Recent breakthroughs have opened the possibility of intermediate-scale quantum computing with tens to hundreds of qubits, and shown the potential for solving classical challenging problems, such as in chemistry and condensed matter physics. However, the high accuracy needed to surpass classical computers poses a critical demand on the circuit depth, which is severely limited by the non-negligible gate infidelity, currently around 0.1%-1%. The limited circuit depth places restrictions on the performance of variational quantum algorithms (VQA) and prevents VQAs from exploring desired nontrivial quantum states.

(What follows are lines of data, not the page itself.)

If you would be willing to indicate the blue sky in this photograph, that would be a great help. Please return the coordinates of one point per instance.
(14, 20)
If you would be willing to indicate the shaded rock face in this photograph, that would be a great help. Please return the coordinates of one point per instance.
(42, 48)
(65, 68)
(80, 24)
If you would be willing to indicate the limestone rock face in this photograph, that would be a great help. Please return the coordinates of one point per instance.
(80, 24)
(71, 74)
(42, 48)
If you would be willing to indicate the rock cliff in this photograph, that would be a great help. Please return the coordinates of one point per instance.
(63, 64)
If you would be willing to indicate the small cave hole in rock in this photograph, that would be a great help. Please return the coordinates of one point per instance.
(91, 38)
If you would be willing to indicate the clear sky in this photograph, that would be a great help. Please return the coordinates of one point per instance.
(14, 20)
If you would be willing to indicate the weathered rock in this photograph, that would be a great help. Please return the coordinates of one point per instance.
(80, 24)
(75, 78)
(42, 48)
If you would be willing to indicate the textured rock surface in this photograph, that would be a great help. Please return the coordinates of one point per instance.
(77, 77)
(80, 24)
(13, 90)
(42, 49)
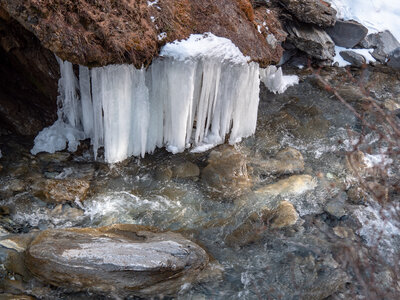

To resolve this problem, we propose a paradigm of Schrödinger-Heisenberg variational quantum algorithms (SHVQA). Using SHVQA, the expectation values of operators on states that require very deep circuits to prepare can now be efficiently measured by rather shallow circuits. The idea is to incorporate a virtual Heisenberg circuit, which acts effectively on the measurement observables, into a real shallow Schrödinger circuit, which is implemented realistically on the quantum hardware. We choose a Clifford virtual circuit, whose effect on the Hamiltonian can be seen as efficient classical processing. Yet, it greatly enlarges the state's expressivity, realizing much larger unitary t designs. Our method enables accurate quantum simulation and computation that otherwise are only achievable with much deeper circuits or more accurate operations conventionally. This has been verified in our numerical experiments for a better approximation of random states, higher-fidelity solutions to the XXZ model, and the electronic structure Hamiltonians of small molecules. Thus, together with effective quantum error mitigation, our work paves the way for realizing accurate quantum computing algorithms with near-term quantum devices.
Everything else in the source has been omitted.